The Head & Heart
To live is to love. To love is to live. When it comes to life and love, the hardest part is finding the perfect balance between the head and the heart. One is logical, the other is emotional. One is driven by survival, while the other by passion. To live with our heads and to love with our hearts is easy, but to live a life of love or to love the life we live...not so much. It's a constant battle...a constant balance of finding the perfect consistency between head and heart. Each individual has to find the right balance for themselves.

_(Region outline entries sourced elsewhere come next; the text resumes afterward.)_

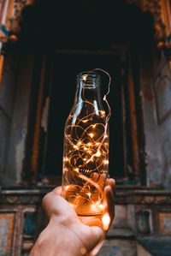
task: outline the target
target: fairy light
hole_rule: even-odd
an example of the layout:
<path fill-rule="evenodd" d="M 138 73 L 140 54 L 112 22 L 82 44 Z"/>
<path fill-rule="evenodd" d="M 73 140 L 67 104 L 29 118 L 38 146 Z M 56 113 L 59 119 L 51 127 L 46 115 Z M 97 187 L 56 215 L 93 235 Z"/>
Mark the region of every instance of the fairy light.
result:
<path fill-rule="evenodd" d="M 106 116 L 104 110 L 97 110 L 97 107 L 95 108 L 93 103 L 86 98 L 83 92 L 81 103 L 86 104 L 85 112 L 86 114 L 82 117 L 78 116 L 77 111 L 78 110 L 80 111 L 80 104 L 78 103 L 74 108 L 72 115 L 69 116 L 70 122 L 66 127 L 64 133 L 64 197 L 78 214 L 80 205 L 80 209 L 89 207 L 90 214 L 91 212 L 102 214 L 104 209 L 103 189 L 106 173 L 108 173 L 109 141 L 107 138 L 109 138 L 109 119 L 111 115 L 106 97 L 109 92 L 111 79 L 106 71 L 95 68 L 82 76 L 83 83 L 86 82 L 89 74 L 94 70 L 101 70 L 109 75 L 109 90 L 103 97 L 109 108 L 109 113 Z M 72 122 L 72 117 L 74 116 L 79 117 L 75 119 L 74 122 Z M 69 188 L 69 185 L 72 189 Z M 86 215 L 86 212 L 84 213 Z M 105 227 L 108 225 L 109 217 L 105 214 L 103 216 L 103 223 Z"/>
<path fill-rule="evenodd" d="M 96 157 L 100 157 L 100 156 L 101 156 L 101 152 L 100 152 L 99 150 L 97 152 L 97 153 L 95 154 L 95 156 L 96 156 Z"/>
<path fill-rule="evenodd" d="M 94 137 L 94 134 L 89 134 L 89 135 L 91 136 L 91 138 Z"/>
<path fill-rule="evenodd" d="M 105 213 L 103 217 L 102 217 L 102 223 L 104 230 L 108 230 L 109 227 L 109 223 L 110 223 L 110 217 L 108 213 Z"/>

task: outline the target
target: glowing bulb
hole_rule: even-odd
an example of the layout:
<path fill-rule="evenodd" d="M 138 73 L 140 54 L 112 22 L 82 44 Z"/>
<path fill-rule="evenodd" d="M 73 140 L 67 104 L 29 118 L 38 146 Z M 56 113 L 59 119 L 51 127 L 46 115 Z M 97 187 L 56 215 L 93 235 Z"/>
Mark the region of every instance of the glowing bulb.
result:
<path fill-rule="evenodd" d="M 69 188 L 70 186 L 66 186 L 65 187 L 65 190 L 68 191 L 68 189 Z"/>
<path fill-rule="evenodd" d="M 74 145 L 73 147 L 78 149 L 78 146 L 76 145 Z"/>
<path fill-rule="evenodd" d="M 86 80 L 86 77 L 87 77 L 86 74 L 83 75 L 83 80 Z"/>
<path fill-rule="evenodd" d="M 110 217 L 108 213 L 105 213 L 102 217 L 102 223 L 104 230 L 108 230 L 109 228 Z"/>
<path fill-rule="evenodd" d="M 79 172 L 79 168 L 75 168 L 74 171 Z"/>
<path fill-rule="evenodd" d="M 91 138 L 92 138 L 94 136 L 93 134 L 89 134 L 89 135 L 91 136 Z"/>
<path fill-rule="evenodd" d="M 69 160 L 69 158 L 68 158 L 68 157 L 63 158 L 63 161 L 68 162 Z"/>
<path fill-rule="evenodd" d="M 96 156 L 97 156 L 97 157 L 100 157 L 100 156 L 101 156 L 101 152 L 100 152 L 99 150 L 97 152 Z"/>
<path fill-rule="evenodd" d="M 104 110 L 100 110 L 100 114 L 102 117 L 105 116 L 105 111 Z"/>

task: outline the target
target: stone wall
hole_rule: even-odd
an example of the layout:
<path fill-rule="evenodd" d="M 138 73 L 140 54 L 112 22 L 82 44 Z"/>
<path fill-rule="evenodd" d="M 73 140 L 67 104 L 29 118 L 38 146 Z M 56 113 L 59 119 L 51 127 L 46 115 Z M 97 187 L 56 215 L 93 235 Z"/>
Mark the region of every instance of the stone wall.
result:
<path fill-rule="evenodd" d="M 15 63 L 14 52 L 9 51 L 5 57 L 2 86 L 0 88 L 0 181 L 4 182 L 6 173 L 6 159 L 9 143 L 9 133 L 13 116 L 13 104 L 15 92 Z"/>

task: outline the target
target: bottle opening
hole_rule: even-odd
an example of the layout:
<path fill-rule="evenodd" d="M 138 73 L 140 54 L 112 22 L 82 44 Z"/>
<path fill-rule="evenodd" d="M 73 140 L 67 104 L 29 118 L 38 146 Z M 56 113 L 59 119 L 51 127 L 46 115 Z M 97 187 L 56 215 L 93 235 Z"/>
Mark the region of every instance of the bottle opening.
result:
<path fill-rule="evenodd" d="M 78 74 L 77 79 L 81 86 L 86 88 L 95 88 L 100 82 L 100 75 L 95 72 L 80 72 Z"/>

Though I may be head driven, my heart has led me around the world on amazing adventures and in the company of good people. I've gotten to see breathtaking sights, taste exotic fruits and truly feel how it feels to be free. Free from anger. Free from sadness. Free from regrets. And free from any limitations that has been placed on me by others and especially my-own-self.
When I told myself that I'd want to become a yoga teacher one day, I meant a day far, far away. You know, the day "after I get my shit together." Instead, it felt as if my dreams manifested overnight. But in truth, it did not. It took 10 weeks to get certified, but it's been 10 years of doing the work to understand the human experience and learning my own body. It's been a process, a long, tough and sometimes ugly process. In retrospect, life has unfolded beautifully, even in murky waters.
Thanks to Facebook, I discovered Sansara Surf & Yoga Resort when I was tagged in a friend's photo. Immediately, I fell in L-O-V-E. It was one of those things you simply couldn't ignore. So of course, I contacted the wonderful people at Sansara to set something up. Honestly, I was going to go one way or another, solo if I had to. Between a few emails back and forth from Jenna, my dreams of hosting my own retreats began to manifest itself into reality.
In February of 2015, I will be hosting my first yoga retreat for an intimate group of friends in Cambutal, Panama. I call it a Surf & Yoga Holiday. Instead of retreating from life, we shall celebrate life as the locals would during Carnival in South America.
I always say that when the head and heart are aligned, the soul expands giving the spirit more space to play.